I searched for PYTORCH_CUDA_ALLOC_CONF to see how to use that. I tried different values and even when I use 32 (minimum is 20) with export 'PYTORCH_CUDA_ALLOC_CONF=max_split_size_mb:32' prior to running the Python command, I still get the same error.

I have one RTX3080 device with 10GB of memory. Any idea on how to fix that? I don't know if that is a TensortRT-LLM issue or Pytorch issue, so any idea would greatly help.
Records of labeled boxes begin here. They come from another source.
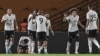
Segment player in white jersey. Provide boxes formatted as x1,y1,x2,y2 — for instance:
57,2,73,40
44,14,54,53
1,9,18,54
28,11,36,54
35,12,47,53
63,8,84,54
17,36,31,54
86,5,100,53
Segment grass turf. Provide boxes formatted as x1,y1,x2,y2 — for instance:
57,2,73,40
0,54,100,56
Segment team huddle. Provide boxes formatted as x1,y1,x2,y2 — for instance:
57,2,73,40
1,5,100,54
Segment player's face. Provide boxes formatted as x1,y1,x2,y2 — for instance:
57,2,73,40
7,9,12,14
72,11,77,16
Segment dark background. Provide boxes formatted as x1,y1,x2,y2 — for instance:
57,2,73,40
0,32,100,54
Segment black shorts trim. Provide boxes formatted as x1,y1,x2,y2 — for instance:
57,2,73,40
28,30,36,41
4,30,14,39
37,32,47,41
88,29,97,38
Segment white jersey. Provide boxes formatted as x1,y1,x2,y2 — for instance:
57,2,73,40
28,14,36,31
86,10,98,30
36,15,47,32
2,14,16,31
66,15,79,32
46,19,51,36
18,36,31,46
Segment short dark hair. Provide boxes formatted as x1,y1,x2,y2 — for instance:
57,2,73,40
88,4,93,8
24,39,29,44
69,8,78,13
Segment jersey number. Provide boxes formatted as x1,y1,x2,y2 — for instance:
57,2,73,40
39,18,43,24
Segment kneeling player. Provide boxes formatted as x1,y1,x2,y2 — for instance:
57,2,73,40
17,36,31,54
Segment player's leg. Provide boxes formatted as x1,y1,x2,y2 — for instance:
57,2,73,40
44,36,49,54
5,39,9,54
4,31,9,54
24,45,30,54
75,31,79,54
92,30,100,49
8,31,14,53
88,30,92,53
37,32,43,54
43,41,48,54
31,32,36,53
66,32,72,54
17,45,23,54
37,41,43,54
42,32,48,54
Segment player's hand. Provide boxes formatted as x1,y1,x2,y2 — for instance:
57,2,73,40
16,26,19,31
51,31,55,36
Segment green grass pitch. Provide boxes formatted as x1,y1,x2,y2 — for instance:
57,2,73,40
0,54,100,56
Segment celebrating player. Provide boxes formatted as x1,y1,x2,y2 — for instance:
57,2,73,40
1,9,18,54
63,8,84,54
86,5,100,53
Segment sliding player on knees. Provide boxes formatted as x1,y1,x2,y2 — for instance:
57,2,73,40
1,9,18,54
63,8,84,54
17,36,31,54
86,5,100,53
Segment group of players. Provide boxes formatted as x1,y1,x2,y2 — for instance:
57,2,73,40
1,5,100,54
63,5,100,54
1,9,54,54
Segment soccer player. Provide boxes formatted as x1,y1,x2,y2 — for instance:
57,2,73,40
86,5,100,53
34,11,47,54
28,11,36,54
17,36,31,54
44,14,54,53
63,8,84,54
1,9,18,54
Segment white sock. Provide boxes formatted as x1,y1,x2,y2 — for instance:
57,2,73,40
75,42,79,52
31,42,35,53
5,40,9,54
44,47,48,53
88,39,92,53
93,39,100,48
9,41,13,48
66,42,71,53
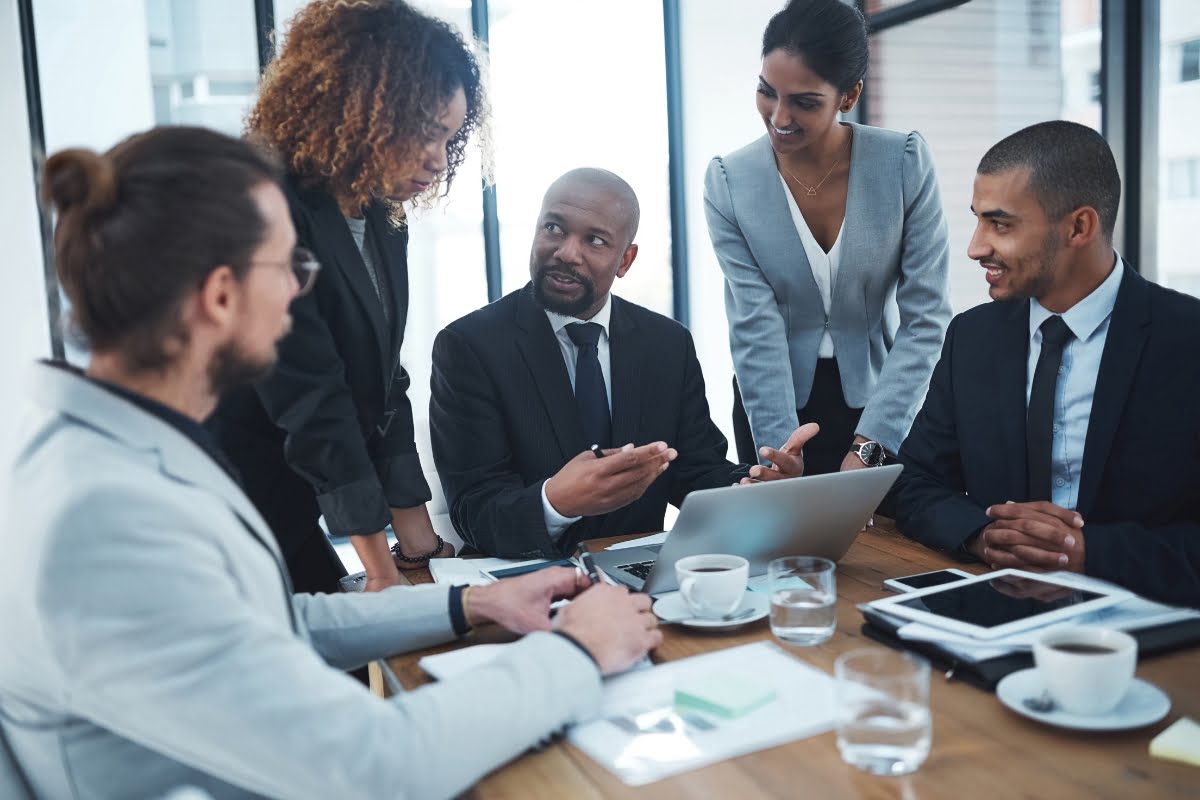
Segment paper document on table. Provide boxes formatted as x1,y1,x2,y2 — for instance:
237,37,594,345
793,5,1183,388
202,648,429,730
568,642,835,786
430,558,542,587
416,643,653,680
605,530,671,551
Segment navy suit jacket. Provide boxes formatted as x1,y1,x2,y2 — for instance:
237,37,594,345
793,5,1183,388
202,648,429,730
895,264,1200,606
430,284,737,558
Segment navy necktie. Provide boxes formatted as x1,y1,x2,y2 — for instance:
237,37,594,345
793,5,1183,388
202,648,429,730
566,323,612,447
1025,315,1073,501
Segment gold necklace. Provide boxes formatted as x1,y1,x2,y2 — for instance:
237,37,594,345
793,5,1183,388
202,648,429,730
779,139,851,197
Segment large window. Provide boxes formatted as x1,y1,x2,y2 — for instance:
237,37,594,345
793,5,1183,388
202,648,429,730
866,0,1100,312
490,0,672,315
1147,0,1200,295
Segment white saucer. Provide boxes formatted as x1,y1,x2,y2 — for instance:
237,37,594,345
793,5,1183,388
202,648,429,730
996,667,1171,730
654,591,770,628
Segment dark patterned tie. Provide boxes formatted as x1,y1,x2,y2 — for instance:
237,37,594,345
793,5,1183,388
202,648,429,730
566,323,612,447
1025,315,1073,501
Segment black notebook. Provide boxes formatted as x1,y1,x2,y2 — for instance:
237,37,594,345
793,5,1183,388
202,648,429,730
863,608,1200,692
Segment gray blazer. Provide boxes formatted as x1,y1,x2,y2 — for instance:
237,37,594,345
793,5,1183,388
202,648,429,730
704,124,950,453
0,366,600,800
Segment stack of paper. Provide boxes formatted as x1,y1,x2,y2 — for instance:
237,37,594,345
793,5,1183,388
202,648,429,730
568,642,835,786
430,558,545,587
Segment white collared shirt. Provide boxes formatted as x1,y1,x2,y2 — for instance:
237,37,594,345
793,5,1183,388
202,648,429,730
1025,255,1124,510
541,294,612,540
779,175,846,359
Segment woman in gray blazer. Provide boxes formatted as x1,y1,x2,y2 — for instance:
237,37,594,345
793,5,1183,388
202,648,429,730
704,0,950,475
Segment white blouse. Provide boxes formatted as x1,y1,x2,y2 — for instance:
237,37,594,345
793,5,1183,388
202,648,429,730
779,175,846,359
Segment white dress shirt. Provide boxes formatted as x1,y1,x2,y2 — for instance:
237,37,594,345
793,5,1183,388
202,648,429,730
541,295,612,540
779,175,846,359
1025,258,1124,510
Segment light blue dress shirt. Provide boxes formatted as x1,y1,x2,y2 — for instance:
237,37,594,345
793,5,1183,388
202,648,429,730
1025,257,1124,510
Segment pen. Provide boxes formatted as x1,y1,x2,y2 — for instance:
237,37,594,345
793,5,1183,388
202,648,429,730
580,546,600,585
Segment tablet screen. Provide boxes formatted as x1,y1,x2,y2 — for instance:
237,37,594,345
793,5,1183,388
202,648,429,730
894,576,1106,627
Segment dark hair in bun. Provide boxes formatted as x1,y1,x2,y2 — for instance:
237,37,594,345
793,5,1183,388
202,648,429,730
42,149,116,218
762,0,869,92
42,127,281,369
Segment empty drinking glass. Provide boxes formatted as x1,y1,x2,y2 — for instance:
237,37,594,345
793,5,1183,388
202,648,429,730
834,648,934,775
767,555,838,645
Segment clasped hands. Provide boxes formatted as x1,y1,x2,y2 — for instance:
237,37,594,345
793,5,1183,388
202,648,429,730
966,500,1084,572
463,568,662,675
546,422,820,517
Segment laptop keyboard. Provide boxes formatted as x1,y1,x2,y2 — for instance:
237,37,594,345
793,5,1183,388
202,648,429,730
618,561,654,581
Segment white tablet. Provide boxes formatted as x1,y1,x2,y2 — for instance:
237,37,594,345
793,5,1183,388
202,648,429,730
870,570,1132,639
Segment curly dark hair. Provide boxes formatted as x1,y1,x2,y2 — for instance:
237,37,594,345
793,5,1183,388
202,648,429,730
246,0,490,218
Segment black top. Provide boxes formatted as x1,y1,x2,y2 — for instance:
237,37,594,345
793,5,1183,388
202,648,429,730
206,179,431,559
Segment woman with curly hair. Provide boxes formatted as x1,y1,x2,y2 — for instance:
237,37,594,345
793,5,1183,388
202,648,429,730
209,0,487,591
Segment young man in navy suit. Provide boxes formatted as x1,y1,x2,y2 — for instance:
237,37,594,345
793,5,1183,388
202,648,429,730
895,121,1200,606
430,169,817,558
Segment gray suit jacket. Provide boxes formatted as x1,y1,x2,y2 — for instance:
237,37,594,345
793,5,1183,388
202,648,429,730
704,124,950,453
0,366,600,800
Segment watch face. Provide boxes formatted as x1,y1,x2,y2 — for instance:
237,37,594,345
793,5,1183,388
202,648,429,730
858,441,883,467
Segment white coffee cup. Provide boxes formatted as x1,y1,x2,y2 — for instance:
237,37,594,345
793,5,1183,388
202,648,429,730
1033,626,1138,715
676,553,750,619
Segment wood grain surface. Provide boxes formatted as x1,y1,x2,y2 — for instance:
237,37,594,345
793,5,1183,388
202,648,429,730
389,518,1200,800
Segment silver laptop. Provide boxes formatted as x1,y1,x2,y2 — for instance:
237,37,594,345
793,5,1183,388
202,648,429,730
594,464,904,595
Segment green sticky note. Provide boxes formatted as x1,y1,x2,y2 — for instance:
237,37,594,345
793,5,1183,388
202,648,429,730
674,673,775,720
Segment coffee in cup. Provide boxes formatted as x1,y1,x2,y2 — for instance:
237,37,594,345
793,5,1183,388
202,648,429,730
676,553,750,619
1033,626,1138,715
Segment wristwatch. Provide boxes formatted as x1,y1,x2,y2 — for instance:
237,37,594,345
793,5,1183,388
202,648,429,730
850,440,888,467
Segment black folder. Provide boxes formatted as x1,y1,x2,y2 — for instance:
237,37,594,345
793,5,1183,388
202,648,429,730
862,608,1200,692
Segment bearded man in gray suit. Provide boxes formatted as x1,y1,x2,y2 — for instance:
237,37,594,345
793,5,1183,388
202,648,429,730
0,128,661,799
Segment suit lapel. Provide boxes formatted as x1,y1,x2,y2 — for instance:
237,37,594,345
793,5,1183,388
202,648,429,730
608,296,654,447
728,136,825,314
302,185,395,375
366,203,408,369
516,284,592,461
1076,264,1150,519
993,300,1030,500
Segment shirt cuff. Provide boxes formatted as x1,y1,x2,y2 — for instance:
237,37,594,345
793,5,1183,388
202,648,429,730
541,480,583,542
551,631,600,669
317,475,391,536
450,584,470,636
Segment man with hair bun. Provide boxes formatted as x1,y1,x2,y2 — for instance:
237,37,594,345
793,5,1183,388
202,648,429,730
895,121,1200,606
0,128,661,800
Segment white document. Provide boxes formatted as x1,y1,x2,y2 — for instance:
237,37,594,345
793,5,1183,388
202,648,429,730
568,642,835,786
430,558,541,587
416,643,654,680
605,530,671,551
416,644,509,680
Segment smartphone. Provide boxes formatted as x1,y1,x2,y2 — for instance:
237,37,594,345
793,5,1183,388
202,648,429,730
484,559,575,581
883,570,974,593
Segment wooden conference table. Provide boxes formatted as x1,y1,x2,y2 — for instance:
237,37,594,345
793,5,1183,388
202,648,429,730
389,519,1200,800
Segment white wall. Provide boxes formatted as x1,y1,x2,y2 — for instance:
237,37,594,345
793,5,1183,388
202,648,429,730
679,0,784,450
0,2,50,489
34,0,154,152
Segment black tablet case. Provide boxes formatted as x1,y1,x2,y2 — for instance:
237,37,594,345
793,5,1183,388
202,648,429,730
863,608,1200,692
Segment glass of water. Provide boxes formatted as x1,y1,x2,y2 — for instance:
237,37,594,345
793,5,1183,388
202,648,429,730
767,555,838,646
834,648,934,775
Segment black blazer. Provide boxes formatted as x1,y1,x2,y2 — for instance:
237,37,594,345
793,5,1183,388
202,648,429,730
430,284,736,558
894,264,1200,606
209,179,430,563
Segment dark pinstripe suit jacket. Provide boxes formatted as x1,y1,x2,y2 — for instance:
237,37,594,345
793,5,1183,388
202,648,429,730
430,284,737,558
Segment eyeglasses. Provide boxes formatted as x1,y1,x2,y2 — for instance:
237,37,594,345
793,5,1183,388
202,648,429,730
292,247,320,296
251,247,320,297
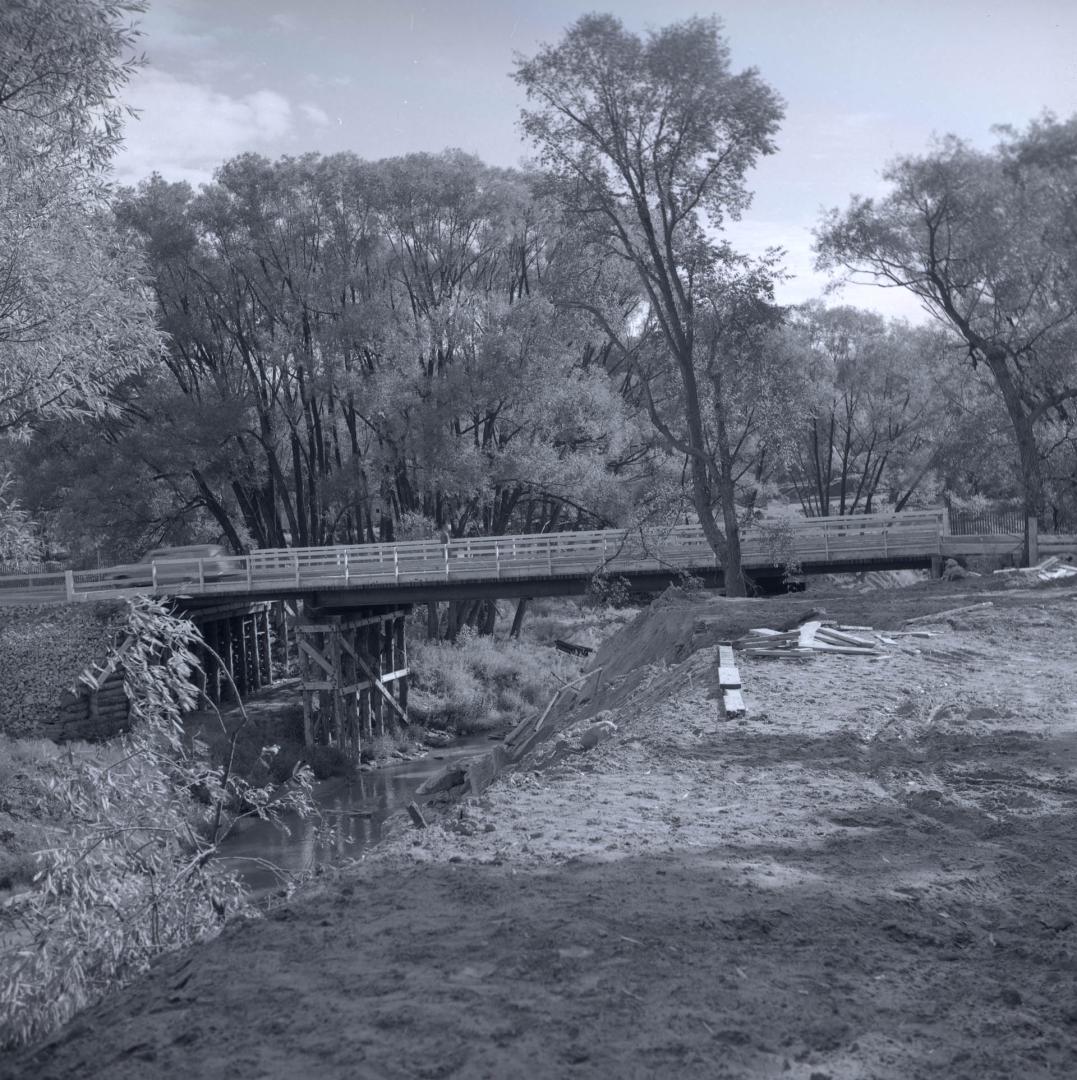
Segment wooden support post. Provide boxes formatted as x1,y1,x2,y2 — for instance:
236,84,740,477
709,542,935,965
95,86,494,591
250,612,261,690
260,607,273,686
509,596,530,637
211,619,225,705
393,615,408,716
367,622,386,738
232,615,251,698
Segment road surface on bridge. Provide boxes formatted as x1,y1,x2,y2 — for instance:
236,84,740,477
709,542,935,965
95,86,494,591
0,511,1058,604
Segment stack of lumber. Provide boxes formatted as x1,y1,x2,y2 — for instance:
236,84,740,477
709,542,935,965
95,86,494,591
738,621,884,660
995,555,1077,581
718,642,748,717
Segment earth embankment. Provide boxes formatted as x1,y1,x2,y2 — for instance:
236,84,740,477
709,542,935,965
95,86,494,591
8,582,1077,1080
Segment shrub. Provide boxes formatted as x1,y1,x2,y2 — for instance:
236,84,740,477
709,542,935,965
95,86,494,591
0,598,313,1048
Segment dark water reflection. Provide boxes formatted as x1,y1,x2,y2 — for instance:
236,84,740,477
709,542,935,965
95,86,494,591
220,734,493,894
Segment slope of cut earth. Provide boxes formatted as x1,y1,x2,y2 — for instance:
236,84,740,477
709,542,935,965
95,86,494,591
6,583,1077,1080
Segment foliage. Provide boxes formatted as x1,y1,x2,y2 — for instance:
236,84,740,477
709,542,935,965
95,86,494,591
515,15,782,592
0,0,160,437
817,117,1077,535
0,599,312,1045
0,475,43,572
71,151,639,548
783,303,959,516
408,629,569,734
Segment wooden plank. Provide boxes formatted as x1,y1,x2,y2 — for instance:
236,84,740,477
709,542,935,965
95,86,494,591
816,626,874,649
299,642,336,676
340,667,412,693
904,600,995,626
355,656,407,724
808,637,884,657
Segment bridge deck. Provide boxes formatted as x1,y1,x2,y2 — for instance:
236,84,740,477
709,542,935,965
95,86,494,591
0,511,1072,604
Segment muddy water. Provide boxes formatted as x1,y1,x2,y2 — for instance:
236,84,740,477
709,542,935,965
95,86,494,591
220,734,492,894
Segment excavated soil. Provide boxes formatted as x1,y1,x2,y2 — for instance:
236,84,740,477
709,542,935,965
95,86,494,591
6,581,1077,1080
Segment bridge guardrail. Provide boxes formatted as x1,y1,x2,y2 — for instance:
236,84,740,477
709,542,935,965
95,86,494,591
0,511,944,603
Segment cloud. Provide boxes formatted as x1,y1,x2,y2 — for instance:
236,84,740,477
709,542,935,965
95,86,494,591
115,67,306,185
299,105,329,127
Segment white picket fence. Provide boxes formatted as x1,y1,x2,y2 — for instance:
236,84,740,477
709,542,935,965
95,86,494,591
0,511,944,604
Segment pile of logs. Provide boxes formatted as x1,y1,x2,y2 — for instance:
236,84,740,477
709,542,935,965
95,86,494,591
0,603,126,739
737,621,885,660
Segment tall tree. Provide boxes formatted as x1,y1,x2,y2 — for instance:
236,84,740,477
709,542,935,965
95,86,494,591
0,0,160,435
783,302,953,517
514,15,782,594
817,117,1077,557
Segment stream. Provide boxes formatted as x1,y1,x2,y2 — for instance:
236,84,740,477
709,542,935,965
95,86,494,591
218,732,493,897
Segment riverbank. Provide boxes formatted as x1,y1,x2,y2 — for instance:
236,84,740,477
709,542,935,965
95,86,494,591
6,579,1077,1080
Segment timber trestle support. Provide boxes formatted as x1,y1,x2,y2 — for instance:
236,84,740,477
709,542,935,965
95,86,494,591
188,602,277,705
295,607,408,761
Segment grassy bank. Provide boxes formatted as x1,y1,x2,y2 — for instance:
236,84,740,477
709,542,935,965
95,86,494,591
408,599,637,735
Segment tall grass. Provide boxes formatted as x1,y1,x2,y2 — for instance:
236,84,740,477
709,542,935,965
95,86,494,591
408,599,638,734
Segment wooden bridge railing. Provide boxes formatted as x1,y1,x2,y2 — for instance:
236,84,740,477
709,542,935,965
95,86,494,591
0,511,944,604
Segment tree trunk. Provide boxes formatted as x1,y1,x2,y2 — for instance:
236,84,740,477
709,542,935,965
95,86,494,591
509,596,529,637
986,349,1044,566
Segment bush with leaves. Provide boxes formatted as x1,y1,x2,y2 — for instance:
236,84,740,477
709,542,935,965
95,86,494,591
0,598,313,1048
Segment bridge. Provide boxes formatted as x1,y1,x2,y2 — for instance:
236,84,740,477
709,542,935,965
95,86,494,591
0,510,1058,609
6,510,1077,758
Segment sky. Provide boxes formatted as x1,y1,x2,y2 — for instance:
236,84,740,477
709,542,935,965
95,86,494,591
116,0,1077,321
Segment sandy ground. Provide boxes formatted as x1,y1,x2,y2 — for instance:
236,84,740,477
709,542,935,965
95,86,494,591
6,581,1077,1080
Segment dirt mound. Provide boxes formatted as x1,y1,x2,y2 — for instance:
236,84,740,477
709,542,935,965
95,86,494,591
0,583,1077,1080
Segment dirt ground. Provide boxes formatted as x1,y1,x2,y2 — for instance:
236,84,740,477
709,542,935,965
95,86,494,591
6,579,1077,1080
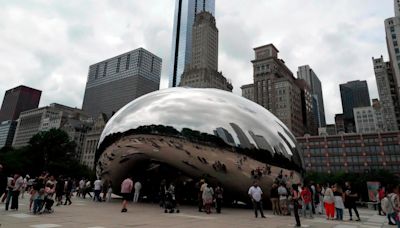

QiJune commented 1 month ago

Hi @mahmoodn , the 10GB device memory is not enough to quantize the GPT-J model. Please refer to the answer of a similar issue: https://github.com/NVIDIA/TensorRT-LLM/issues/1932#issuecomment-2227560712

mahmoodn commented 1 month ago

Thanks for the reply. Unfortunately, I don't have access to A100 (Ampere). If there is no option to create smaller chunks (if any) in order to reduce the GPU memory at a given time, then that is bad...

mahmoodn commented 1 month ago

Or, I would like to ask if there are quantized files publicly available for those who don't have the computing resource?

QiJune commented 1 month ago

Hi @mahmoodn , we do have plans to upload pre-quantized weights to HF model hub in the future.